う〜ん、出来ればPrince Of Darknees時代のアキトの記憶が欲しかったんだが。
まあいい、概略自体はコイツも承知している筈だ。

「艦長が遺跡に取り込まれた事は知っているな。俺の狙いはそれだ」

「なっ! 正気ですか隊長」

激昂しつつも、小声のまま話すナオ。
この辺、流石プロだよな。

「落ち着け。
 別に遺跡のコントロールが目的じゃない。
 ある程度まで…そうアクセス権さえ持てれば十分だ。
 それでアキトのジャンプログを見つけるのが、俺の狙いだ。
 幸い此方には、ヤマサキ以上の権威たるイネス女史が付いている。
 危険は最小限に抑えられるだろう」

「成る程。でもそれなら、何故あんなに言い難そうにしてたんすか?」

ふっ、流石にナオにはバレていたか。(苦笑)

「それでも、艦長の危険はゼロじゃないし、
 何より、ホシノ君のトラウマを、露骨に逆撫でする方法だ。
 出来れば、ギリギリまで伏せておき、ホシノ君には結果だけが伝わるようにしたい。
 フォローを頼めるか?」

「正直、キビシイっすね」

まあ、そうだろうな。
ナオ以外にも、既に不審に思っている者も少なくないだろうし。だが…

「だが、今、ホシノ君の前でこんな話をしたら、彼女の心が壊れかねない。
 だから、隠し通すのは無理でも、可能な限り彼女への衝撃が減る形を取りたいんだ。協力してくれ」

「判りました。
 ですが、傷口を広げるだけだと判断した時は、俺の口から彼女達に話します。良いですね」

「ああ、寧ろ有難い。頼むぞ、ナオ」

照れ隠しに手を、ヒラヒラさせるナオ。
気持ちは判るぞ。なにせ俺自身、ちょと赤面物のセリフだったからな。

  シュイン

     ドガシャッ、バキッ、ドスン

とか言ってる内に、格納庫に着いたか。
う〜ん、予想以上に派手な事になってる様だな。

「おお、来てくれたか。早く奴を止めてくれ」

いや班長、そうは言うがな。
ハンマー担いで不敵な笑みを浮かべる怪人になんて、出来れば近づきたく無いんだか。

   シュッ
                      ガシッ
         ゴトン カシュ〜

「ほら、落ち着けゴート。
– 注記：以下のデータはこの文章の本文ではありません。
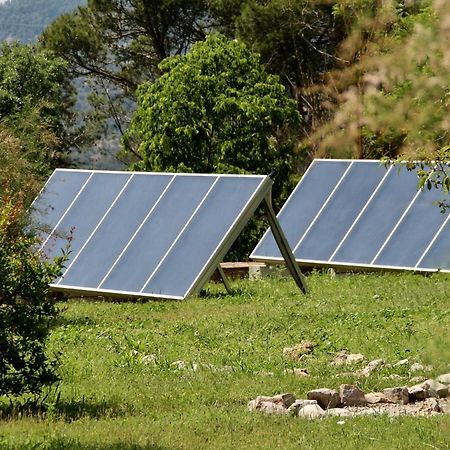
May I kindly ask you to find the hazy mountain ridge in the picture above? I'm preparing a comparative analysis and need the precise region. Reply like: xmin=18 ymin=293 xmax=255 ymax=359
xmin=0 ymin=0 xmax=86 ymax=43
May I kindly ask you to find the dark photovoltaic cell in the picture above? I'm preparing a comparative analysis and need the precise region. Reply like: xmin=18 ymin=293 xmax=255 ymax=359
xmin=32 ymin=169 xmax=271 ymax=299
xmin=251 ymin=160 xmax=450 ymax=272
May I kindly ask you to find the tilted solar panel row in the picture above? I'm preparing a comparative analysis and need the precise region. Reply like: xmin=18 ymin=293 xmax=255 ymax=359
xmin=33 ymin=170 xmax=272 ymax=299
xmin=251 ymin=160 xmax=450 ymax=272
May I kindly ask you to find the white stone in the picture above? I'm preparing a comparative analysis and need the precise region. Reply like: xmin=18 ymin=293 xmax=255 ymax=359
xmin=297 ymin=405 xmax=325 ymax=420
xmin=307 ymin=388 xmax=340 ymax=409
xmin=353 ymin=408 xmax=384 ymax=416
xmin=331 ymin=350 xmax=365 ymax=366
xmin=437 ymin=373 xmax=450 ymax=384
xmin=408 ymin=384 xmax=428 ymax=402
xmin=345 ymin=353 xmax=364 ymax=364
xmin=383 ymin=387 xmax=409 ymax=405
xmin=420 ymin=397 xmax=441 ymax=413
xmin=284 ymin=367 xmax=309 ymax=378
xmin=364 ymin=392 xmax=388 ymax=405
xmin=339 ymin=384 xmax=367 ymax=406
xmin=326 ymin=408 xmax=352 ymax=417
xmin=257 ymin=402 xmax=287 ymax=414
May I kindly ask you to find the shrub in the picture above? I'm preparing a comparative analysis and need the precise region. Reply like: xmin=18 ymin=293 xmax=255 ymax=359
xmin=0 ymin=197 xmax=64 ymax=396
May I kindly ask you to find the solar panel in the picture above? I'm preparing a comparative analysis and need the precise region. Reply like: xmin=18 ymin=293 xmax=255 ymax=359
xmin=32 ymin=169 xmax=272 ymax=299
xmin=251 ymin=159 xmax=450 ymax=272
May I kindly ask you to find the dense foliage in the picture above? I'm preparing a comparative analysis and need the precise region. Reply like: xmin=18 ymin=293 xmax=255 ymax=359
xmin=0 ymin=43 xmax=73 ymax=176
xmin=125 ymin=35 xmax=299 ymax=259
xmin=41 ymin=0 xmax=348 ymax=161
xmin=0 ymin=195 xmax=63 ymax=396
xmin=127 ymin=35 xmax=299 ymax=183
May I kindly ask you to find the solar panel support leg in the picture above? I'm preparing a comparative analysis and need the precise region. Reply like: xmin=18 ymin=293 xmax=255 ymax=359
xmin=263 ymin=193 xmax=308 ymax=294
xmin=217 ymin=264 xmax=233 ymax=295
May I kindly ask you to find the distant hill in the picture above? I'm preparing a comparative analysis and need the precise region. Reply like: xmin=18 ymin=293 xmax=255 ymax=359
xmin=0 ymin=0 xmax=87 ymax=43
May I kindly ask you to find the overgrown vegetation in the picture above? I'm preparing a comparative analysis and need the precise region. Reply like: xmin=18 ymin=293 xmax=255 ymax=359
xmin=0 ymin=197 xmax=63 ymax=397
xmin=0 ymin=273 xmax=450 ymax=450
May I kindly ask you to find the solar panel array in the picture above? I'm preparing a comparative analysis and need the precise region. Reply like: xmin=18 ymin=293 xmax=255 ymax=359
xmin=251 ymin=160 xmax=450 ymax=272
xmin=33 ymin=169 xmax=271 ymax=299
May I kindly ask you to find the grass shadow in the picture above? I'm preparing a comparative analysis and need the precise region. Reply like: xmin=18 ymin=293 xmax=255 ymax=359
xmin=0 ymin=397 xmax=133 ymax=422
xmin=54 ymin=315 xmax=97 ymax=327
xmin=10 ymin=437 xmax=177 ymax=450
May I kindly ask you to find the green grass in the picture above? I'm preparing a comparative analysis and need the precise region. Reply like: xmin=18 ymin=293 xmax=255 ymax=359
xmin=0 ymin=273 xmax=450 ymax=449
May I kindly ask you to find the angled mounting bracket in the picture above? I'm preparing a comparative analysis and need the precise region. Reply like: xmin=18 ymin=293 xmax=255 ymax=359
xmin=263 ymin=190 xmax=308 ymax=294
xmin=217 ymin=264 xmax=233 ymax=295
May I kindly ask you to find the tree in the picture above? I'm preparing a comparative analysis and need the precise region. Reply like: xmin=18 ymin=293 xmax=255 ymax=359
xmin=0 ymin=192 xmax=63 ymax=396
xmin=41 ymin=0 xmax=346 ymax=162
xmin=126 ymin=35 xmax=299 ymax=192
xmin=235 ymin=0 xmax=348 ymax=137
xmin=0 ymin=43 xmax=73 ymax=177
xmin=125 ymin=35 xmax=299 ymax=258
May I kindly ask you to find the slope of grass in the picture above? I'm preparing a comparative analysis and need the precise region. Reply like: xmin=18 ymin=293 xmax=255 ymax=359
xmin=0 ymin=273 xmax=450 ymax=449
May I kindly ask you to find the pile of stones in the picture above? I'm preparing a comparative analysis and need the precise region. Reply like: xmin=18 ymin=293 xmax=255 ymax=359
xmin=248 ymin=373 xmax=450 ymax=419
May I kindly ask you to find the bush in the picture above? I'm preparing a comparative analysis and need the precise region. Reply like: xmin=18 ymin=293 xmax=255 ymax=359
xmin=0 ymin=197 xmax=64 ymax=396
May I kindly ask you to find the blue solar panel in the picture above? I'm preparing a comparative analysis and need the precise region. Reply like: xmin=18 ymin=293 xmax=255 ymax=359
xmin=251 ymin=160 xmax=450 ymax=271
xmin=33 ymin=170 xmax=272 ymax=299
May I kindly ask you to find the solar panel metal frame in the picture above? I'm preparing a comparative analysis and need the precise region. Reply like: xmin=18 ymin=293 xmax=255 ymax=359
xmin=250 ymin=158 xmax=450 ymax=273
xmin=32 ymin=169 xmax=306 ymax=300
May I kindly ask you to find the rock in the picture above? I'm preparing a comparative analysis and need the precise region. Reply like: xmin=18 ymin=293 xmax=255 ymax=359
xmin=345 ymin=353 xmax=364 ymax=364
xmin=419 ymin=397 xmax=441 ymax=413
xmin=353 ymin=408 xmax=384 ymax=416
xmin=273 ymin=393 xmax=295 ymax=408
xmin=297 ymin=404 xmax=325 ymax=420
xmin=258 ymin=402 xmax=287 ymax=414
xmin=258 ymin=370 xmax=274 ymax=377
xmin=247 ymin=394 xmax=295 ymax=412
xmin=307 ymin=388 xmax=340 ymax=409
xmin=288 ymin=399 xmax=317 ymax=416
xmin=383 ymin=387 xmax=409 ymax=405
xmin=283 ymin=341 xmax=316 ymax=360
xmin=408 ymin=384 xmax=428 ymax=402
xmin=409 ymin=363 xmax=423 ymax=372
xmin=364 ymin=392 xmax=389 ymax=405
xmin=284 ymin=367 xmax=309 ymax=377
xmin=422 ymin=380 xmax=449 ymax=398
xmin=331 ymin=350 xmax=364 ymax=366
xmin=325 ymin=408 xmax=353 ymax=417
xmin=408 ymin=380 xmax=448 ymax=402
xmin=331 ymin=350 xmax=349 ymax=366
xmin=394 ymin=359 xmax=409 ymax=367
xmin=339 ymin=384 xmax=367 ymax=406
xmin=409 ymin=376 xmax=426 ymax=383
xmin=437 ymin=373 xmax=450 ymax=384
xmin=409 ymin=363 xmax=433 ymax=372
xmin=355 ymin=359 xmax=384 ymax=377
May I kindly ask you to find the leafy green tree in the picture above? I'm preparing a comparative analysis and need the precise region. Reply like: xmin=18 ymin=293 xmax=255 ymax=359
xmin=0 ymin=43 xmax=73 ymax=176
xmin=126 ymin=35 xmax=299 ymax=191
xmin=41 ymin=0 xmax=346 ymax=162
xmin=125 ymin=35 xmax=299 ymax=258
xmin=0 ymin=197 xmax=63 ymax=396
xmin=234 ymin=0 xmax=348 ymax=137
一体何が在ったてんだ」

よ〜し、ナイス押さえ込みだナオ。
特に、さり気無く例のハンマーを視界に入らない位置まで蹴飛ばす心配りが、プロの御仕事って感じでGOODだぞ!

「ええい、離せナオ。
 我が神より啓示を受けたのだ。
 『汝、赤き海のほとりに立ち、汝の友たる戦神を救うべし』と。
 漆黒の戦神再臨の為、俺は死山血河を作らねばならん!」

「それは、そういう意味じゃね〜!」

   バキッ

「ごふっ」

      バタン

はっ。気が付いたら、延髄斬りをかましていた。
ツッコミなんて、ダンディな俺には似合わないのに。
ふっ、周りの奇異の視線が痛いぜ。

「そ…その、隊長」

「ん?」

何やら、怯え顔のナオ。
はて、そこまで異常な事だったろうか?

「た、隊長はその…ゴートの言ってる事が理解できるんで?」

しまった。そう言う受け取り方もあったか。
気が付けば周りの目は、ゴートの同類を見るものに変わりつつある。
まずい、なんとしても誤魔化さなくては。

   ピコン

『これよりナデシコ食堂に於いて重大発表が行われます。
 第一種戦闘配置は解除されますので、手漉きのクルーは、至急ナデシコ食堂まで集まって下さい。
 尚、艦内放送でも放送いたしますので、ナデシコ全クルーが、聞き逃す事の無い様にお願いします。
 繰り返し、お知らせします。これより…』

   パン、パン

『さあて皆、聞いての通りだ。大至急ナデシコ食堂に行こうじゃないか」

   シュイン

ふっ、実にナイスなタイミングだったぞレイナード君。
かくて俺は、そのまま後ろも見ずに食堂へと向かった。